Why Do People Have Main Character Syndrome and Is It Okay?


Photo Credit: “Teenagers” by Images by Petra

Anna Salinas, OwlFeed Editor-in-Chief

We all live in our own bodies. We all have our own eyes where we can see things from a different perspective than others, but I think we can agree that we all have those experiences where we feel like the only ones on the Earth, or the main character of our own stories. 

While yes it is our own perspective, these feelings aren’t really that different from everyone else. What is known as Main Character Syndrome can be defined as “when somebody presents, or imagines, themself as the lead in a sort of fictional version of their life,” according to psychologytoday.com. 

What has become popular all over the internet (mainly TikTok), main character syndrome is on rise in teenagers, but the big question is why? Is there something wrong with it? How has the internet or forms of media influenced it? Well, let’s find out. 

This all began as Generation Z and Millennials took to the platform of TikTok to post videos showcasing them pretending to be the main character of their own life. This became popular when ashlaward posted a video for teens to start “romanticising their lives.” She claims in the video, “You have to start thinking of yourself as the main character, because if you don’t, life will continue to pass you by.”

Afterward, people started to use her audio including their own clips where they feel like the main character. Examples being them driving through their small towns at night with their friends or kissing in the rain, like something out of an awkward romantic coming of age film.

To figure out more information, I interviewed Agua Fria’s new psychology teacher, Ms. Ramsbacher on if Main Character Syndrome is truly okay and why it might potentially develop in teens and young adults.

“I think that it is not necessarily a bad thing,”  Ms. Ramsbacher said. “It could kinda be connected to narcissism but if we’re looking at the psychological definition of like narcissistic personality disorders, that has a lot to do with a lack of empathy.”

Throughout our discussion, the topic of lack of empathy was mentioned very often. It’s like in movies where the main character starts to forget about those around them and think they are the only ones having problems or that things only occur to them. When in reality, different issues pop up into everyone’s life. 

According to Jillian Cote from the State Press, “Quite often, this protagonist complex comes with a victim complex, or the idea that everything bad or undesirable that happens is the result of others. As the center of the story, everything must revolve around them, and they never see themselves in the wrong.”

But in real life, a person can still care about others but view themselves as the main person in their world at the same time. “It doesn’t mean you have a lack of empathy for others.
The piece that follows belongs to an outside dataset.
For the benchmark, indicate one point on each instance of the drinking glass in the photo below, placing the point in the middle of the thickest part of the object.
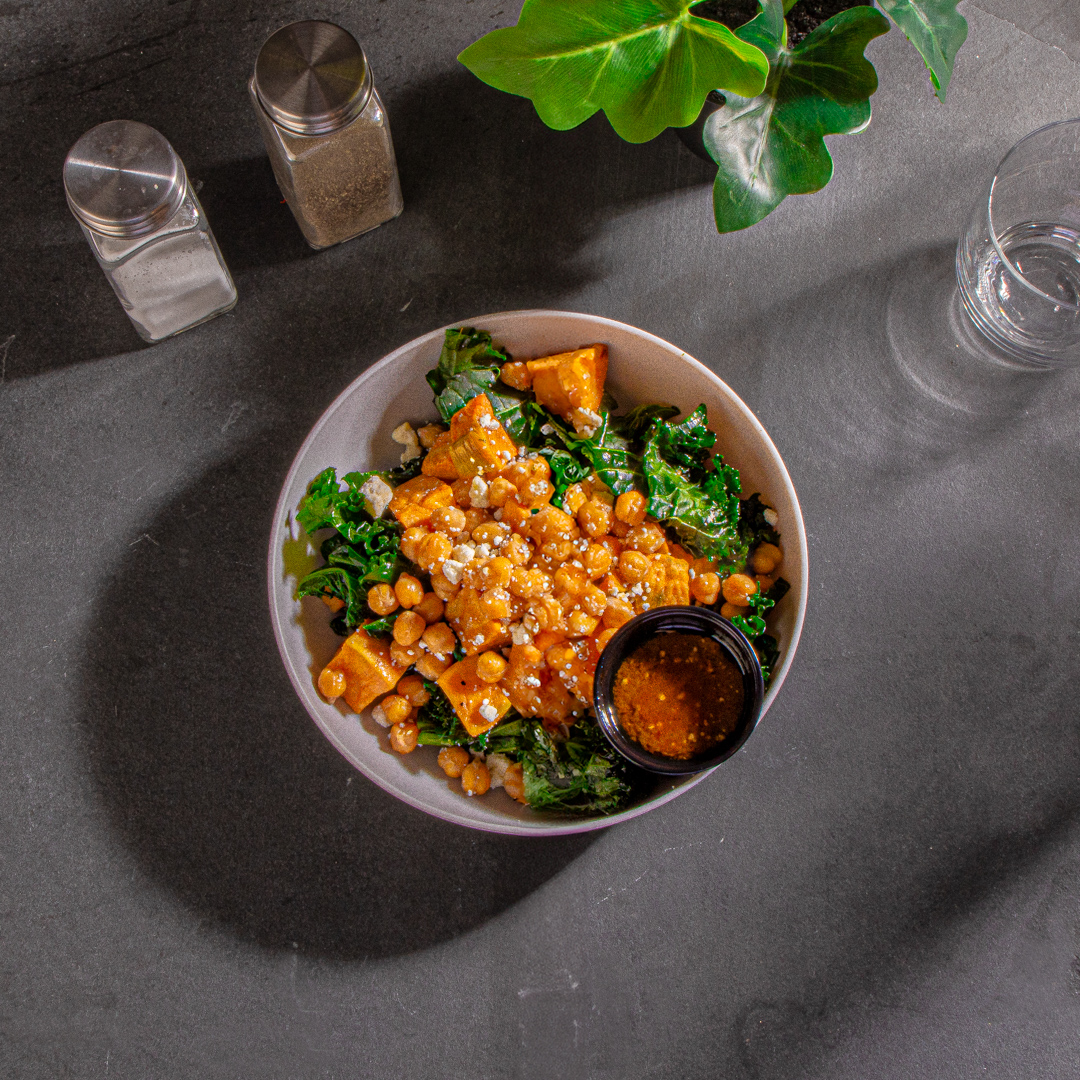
(1018, 262)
So you could still care about other people,” Ms. Ramsbacher said.

Cote also said, “It’s not unhealthy to see yourself as the main character of your life. Seeing your internal monologue as the narrator and thinking of yourself as the protagonist to make life feel more meaningful is perfectly OK.”

But what’s interesting about Main Character Syndrome is it’s pretty normal in people’s lives. “It’s actually really natural, looking at evolutionary psychology, to put ourselves at the center because we want to work on our own survival,”  Ms. Ramsbacher said. 

But when Main Character Syndrome is taken too far it can take a toll on someone’s life as it could affect someone’s life drastically. And to solve this problem, as long as the person takes into consideration that people have their perspective and experiences then it’s something that maybe should not be worried about. 

“Unless it starts getting in the way of relationships with others and maybe their academics and just functioning as someone in society, until then it’s probably not something to worry about,”  Ms. Ramsbacher said.

The easiest way that Main Character Syndrome can be developed is a huge percent from the false realities of movies and media nowadays. Not only teens but people, in general, are caught up in the way that others view them, which can result in self-esteem issues. On the other hand, if someone views themselves as the main character it can give them a boost of confidence.

 “By thinking of yourself as the narrative’s main character, your existence becomes imbued with a sense of purpose and importance,” Cote said. “As the center of the story, one begins to feel the need to create the best “plot” possible, allowing them to have a much more positive and renewed sense of self.” 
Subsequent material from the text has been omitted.